In contrast, when I think of an undergraduate course that has stayed with me, that has shaped my thinking and my life, I think about a sophomore level Intellectual History course. The professor came into class wired with enthusiasm. This is not surprising, I once came across a stack of books piled high that he had used to prepare for class one day in the graduate library. It was a couple of feet high. This dude would walk from the library right to the classroom, wired with the connections he had just absorbed and give electric lectures. Our hands were up, we were on the edges of our seats, and they could not schedule a class after his because after class discussions would carry on far too long. The class was the most demanding and most exciting class I had as an undergraduate, we read Lovejoy's, The Great Chain of Being, Burtt's, The Metaphysical Foundations of Modern Science, Hazard's, The European Mind, Peter Gay's The Enlightenment (both vols.), and Abrams's, Natural Supernaturalism among many other books and articles and would feast on supplemental readings on reserve. Professor Zammito (now at Rice) became a model teacher and intellectual in my mind. For better or worse, I devoted myself to intellectual history, to history, and to becoming a history teacher in part in response to his exemplary scholarship and teaching. Little did I know that a kid named Dell was selling cheap computers out of his dorm room two floors below. He never made it to sophomore history: it turned out he had bigger plans.
When I was in high school, there were no computers, though a parent of a friend who worked at IBM nearby assured us all that something called personal computers would be in every home within ten years (1974).
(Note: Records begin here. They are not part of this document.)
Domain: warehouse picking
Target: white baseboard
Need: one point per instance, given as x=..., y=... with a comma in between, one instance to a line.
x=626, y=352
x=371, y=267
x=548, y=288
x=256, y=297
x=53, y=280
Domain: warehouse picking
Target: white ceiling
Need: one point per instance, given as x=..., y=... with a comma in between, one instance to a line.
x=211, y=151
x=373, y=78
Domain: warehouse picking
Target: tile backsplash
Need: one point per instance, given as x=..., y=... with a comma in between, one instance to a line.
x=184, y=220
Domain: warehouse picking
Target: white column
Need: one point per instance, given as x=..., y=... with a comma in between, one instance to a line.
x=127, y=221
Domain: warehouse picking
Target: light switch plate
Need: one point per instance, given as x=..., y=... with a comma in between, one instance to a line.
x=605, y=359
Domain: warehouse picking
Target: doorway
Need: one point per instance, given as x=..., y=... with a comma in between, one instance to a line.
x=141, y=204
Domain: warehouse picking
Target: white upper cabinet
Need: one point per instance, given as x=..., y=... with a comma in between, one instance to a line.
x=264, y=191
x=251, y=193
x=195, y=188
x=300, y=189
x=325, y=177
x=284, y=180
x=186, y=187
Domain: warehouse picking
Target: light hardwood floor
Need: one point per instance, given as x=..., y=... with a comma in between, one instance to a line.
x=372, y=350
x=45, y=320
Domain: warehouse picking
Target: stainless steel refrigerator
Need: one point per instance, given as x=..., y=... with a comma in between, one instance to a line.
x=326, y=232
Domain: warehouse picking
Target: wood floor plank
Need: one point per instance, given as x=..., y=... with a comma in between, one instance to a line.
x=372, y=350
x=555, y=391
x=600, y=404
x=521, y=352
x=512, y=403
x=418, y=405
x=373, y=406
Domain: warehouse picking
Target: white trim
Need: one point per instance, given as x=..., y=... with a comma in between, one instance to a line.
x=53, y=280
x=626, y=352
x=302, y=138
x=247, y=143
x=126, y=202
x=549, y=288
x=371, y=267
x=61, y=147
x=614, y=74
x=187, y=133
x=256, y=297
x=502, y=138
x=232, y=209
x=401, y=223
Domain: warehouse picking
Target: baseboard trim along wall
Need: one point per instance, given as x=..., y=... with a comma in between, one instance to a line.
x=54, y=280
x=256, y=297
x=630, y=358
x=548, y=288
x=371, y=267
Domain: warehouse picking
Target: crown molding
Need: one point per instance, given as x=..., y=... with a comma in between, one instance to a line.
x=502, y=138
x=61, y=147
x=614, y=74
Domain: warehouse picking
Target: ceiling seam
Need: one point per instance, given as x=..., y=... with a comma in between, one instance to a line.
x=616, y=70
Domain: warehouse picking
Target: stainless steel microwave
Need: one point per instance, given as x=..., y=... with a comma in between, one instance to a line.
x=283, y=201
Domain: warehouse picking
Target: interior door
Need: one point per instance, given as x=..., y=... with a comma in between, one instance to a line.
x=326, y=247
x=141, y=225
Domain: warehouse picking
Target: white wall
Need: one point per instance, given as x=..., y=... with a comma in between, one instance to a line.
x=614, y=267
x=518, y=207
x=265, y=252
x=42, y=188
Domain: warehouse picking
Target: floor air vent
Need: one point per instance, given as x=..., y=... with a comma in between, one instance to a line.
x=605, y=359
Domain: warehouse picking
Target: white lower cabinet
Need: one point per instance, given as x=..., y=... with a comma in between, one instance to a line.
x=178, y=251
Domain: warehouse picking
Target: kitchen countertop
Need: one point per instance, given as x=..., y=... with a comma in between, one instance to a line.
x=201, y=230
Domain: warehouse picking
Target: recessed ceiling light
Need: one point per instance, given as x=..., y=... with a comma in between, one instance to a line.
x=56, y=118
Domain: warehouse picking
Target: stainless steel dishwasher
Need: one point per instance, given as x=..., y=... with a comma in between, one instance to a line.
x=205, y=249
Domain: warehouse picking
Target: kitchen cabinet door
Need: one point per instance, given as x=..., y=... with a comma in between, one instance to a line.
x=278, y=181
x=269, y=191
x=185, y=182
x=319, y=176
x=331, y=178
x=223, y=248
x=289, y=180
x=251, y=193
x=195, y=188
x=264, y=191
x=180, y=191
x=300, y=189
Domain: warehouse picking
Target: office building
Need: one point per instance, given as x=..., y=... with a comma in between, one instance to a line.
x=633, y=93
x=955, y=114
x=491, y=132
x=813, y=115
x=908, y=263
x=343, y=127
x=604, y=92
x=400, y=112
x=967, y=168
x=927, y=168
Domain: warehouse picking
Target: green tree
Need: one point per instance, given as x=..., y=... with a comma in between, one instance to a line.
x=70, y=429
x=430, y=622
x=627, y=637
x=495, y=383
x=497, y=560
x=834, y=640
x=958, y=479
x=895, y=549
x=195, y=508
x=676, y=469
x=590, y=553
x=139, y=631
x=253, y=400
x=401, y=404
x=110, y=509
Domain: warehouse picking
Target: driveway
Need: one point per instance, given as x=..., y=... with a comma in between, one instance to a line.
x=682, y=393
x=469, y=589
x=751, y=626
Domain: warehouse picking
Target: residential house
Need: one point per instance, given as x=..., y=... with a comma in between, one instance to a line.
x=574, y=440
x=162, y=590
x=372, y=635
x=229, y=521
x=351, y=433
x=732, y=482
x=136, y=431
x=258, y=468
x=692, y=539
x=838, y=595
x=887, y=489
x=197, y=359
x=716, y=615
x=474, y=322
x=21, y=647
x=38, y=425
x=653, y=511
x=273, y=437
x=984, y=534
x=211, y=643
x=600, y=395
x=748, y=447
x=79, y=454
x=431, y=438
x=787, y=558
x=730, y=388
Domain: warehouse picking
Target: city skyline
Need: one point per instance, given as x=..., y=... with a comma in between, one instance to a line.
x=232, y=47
I loved my quirky expatriate teachers (I went to Stuttgart American High School) and loved to learn what they loved to teach. Our fallen Jesuit English teacher loved to teach us about Descartes, Berkeley, and Hume in Humanities class and my English teacher radared us in on a strange combo: Brecht and Camus. The point is that learning for me was about loving the way that my teachers loved what they were teaching.
Learning for me was about connecting with a human being. Learning was reflected in my ability to write something. I wanted to please my very demanding teachers, I wanted to conform to their expectations of excellence. I dreaded the conference to go over a paper that fell hopelessly below those standards, but respected my teachers for holding me to them.
I want my son to have teachers like I had, and I want the same for his kids. I do not want "the boys in the back room" telling me how my kid and grandkids should be educated. Sometimes the smartest people can't think up the most important questions. Democracy requires citizens, and computers cannot produce citizens. Computers often mask deficits that we most need to develop. Data is not knowledge. We are in grave danger if we are tempted to believe that it is.
Dr. Seuss clued us in on this many years ago, "We will see. We will see."
What do you think? Are we slouching towards Gatopia, with data driving us forward? Or will we heed the warnings and rescue humanity before it has all become digitized?
Paul Horton has taught for thirty years in virtually every kind of school. He began his teaching career in a recently integrated rural Texas middle school. He then taught for five years in a large urban high school in San Antonio's West side where the majority of young people were ESL. He has been teaching at the University of Chicago Laboratory Schools, the country's most diverse independent school founded by John Dewey, for fourteen years.